I mercati Usa sono alle prese con uno dei mercati toro più longevi della storia (per la precisione il secondo stando alle ultime statistiche) ed è quindi facile capire che tra gli investitori e tra gli stessi operatori possano sorgere dei dubbi sulla possibile ulteriore durata. Qualche scricchiolio si è visto nell'ultima seduta dove il Dow Jones, dopo aver toccato martedì nuovi livelli record, ha perso lo 0,48% fermandosi a 23.329,46 punti, l'S&P 500 anche è andato in negativo (-0,47% a 2.557,15 punti) e il Nasdaq non è stato da meno con un saldo finale di -0,52% a 6.563,89 punti.

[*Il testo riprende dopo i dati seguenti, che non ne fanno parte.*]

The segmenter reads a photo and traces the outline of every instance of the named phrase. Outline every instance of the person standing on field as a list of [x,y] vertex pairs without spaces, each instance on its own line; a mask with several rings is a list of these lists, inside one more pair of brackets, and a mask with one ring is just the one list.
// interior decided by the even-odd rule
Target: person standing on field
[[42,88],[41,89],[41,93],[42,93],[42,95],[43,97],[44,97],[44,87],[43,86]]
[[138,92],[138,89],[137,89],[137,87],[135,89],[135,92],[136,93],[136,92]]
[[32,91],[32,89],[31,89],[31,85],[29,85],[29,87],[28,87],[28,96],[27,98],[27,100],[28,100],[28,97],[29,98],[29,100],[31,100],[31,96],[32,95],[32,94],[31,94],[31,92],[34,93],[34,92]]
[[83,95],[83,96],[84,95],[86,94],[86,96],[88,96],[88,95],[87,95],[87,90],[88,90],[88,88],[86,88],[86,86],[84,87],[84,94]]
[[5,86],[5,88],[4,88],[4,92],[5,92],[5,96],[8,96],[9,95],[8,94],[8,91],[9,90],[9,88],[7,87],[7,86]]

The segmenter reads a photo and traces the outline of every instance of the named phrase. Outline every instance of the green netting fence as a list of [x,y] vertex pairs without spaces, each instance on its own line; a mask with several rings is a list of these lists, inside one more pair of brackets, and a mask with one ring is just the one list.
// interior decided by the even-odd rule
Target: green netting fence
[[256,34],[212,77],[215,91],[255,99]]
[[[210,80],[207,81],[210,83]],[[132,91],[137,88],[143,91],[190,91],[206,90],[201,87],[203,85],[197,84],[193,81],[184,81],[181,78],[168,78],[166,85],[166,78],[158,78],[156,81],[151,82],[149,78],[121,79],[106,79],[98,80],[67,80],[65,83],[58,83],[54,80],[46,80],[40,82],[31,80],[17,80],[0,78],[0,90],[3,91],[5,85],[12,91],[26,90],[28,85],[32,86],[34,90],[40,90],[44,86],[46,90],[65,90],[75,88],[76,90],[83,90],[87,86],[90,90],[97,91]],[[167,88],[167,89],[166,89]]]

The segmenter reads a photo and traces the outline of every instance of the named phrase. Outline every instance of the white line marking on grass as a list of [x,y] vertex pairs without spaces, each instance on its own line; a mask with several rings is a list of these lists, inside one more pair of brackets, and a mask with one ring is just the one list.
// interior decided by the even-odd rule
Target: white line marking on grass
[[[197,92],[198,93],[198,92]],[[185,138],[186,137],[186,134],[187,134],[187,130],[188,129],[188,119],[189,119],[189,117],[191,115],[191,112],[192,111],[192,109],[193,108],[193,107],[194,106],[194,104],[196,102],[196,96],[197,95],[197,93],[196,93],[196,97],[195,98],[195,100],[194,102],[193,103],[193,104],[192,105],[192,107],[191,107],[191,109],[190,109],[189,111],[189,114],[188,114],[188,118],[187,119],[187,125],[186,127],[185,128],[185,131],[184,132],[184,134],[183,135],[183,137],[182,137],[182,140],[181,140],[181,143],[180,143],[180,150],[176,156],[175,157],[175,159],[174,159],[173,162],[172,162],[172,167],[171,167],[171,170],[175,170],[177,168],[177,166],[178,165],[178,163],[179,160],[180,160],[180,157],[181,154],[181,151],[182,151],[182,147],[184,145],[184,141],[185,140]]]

I timori crescono anche in virtù di un mercato europeo altrettanto positivo sia sul Dax sia sul Ftse mib, quest'ultimo addirittura in cima alla classifica dei mercati europei per questo 2017. Le trimestrali a stelle e strisce, a parte qualche eccezione, non sembrano aver deluso le aspettative, il che però, all'interno di un panorama di difficile interpretazione, caratterizzato da una bassa inflazione e da salari ancora fermi, costituisce un rebus per le banche centrali le quali si trovano, dopo circa 10 anni di stimoli monetari, a cambiare strategia, per quanto in maniera molto soft, senza aver raggiunto i target prefissati. In particolar modo proprio sull'inflazione, lenta nel riprendersi: di fronte a questo quadro le banche centrali si sono trovate di fronte alla ecessità di dare risposta, prima fra tutte quella di vedere una stasi generalizzata del costo della vita, come una situazione momentanea dettata da fattori esterni passeggeri. Da qui la domanda: si tratta di una ripresa ciclica, quindi fragile di fronte a un rialzo dei tassi prossimo ad arrivare, oppure strutturale, quindi più forte di fronte a fattori come il cambio delle dinamiche produttive ed economiche o anche solo il costante invecchiamento della popolazione a sua volta non sostituito dalle nuove generazioni?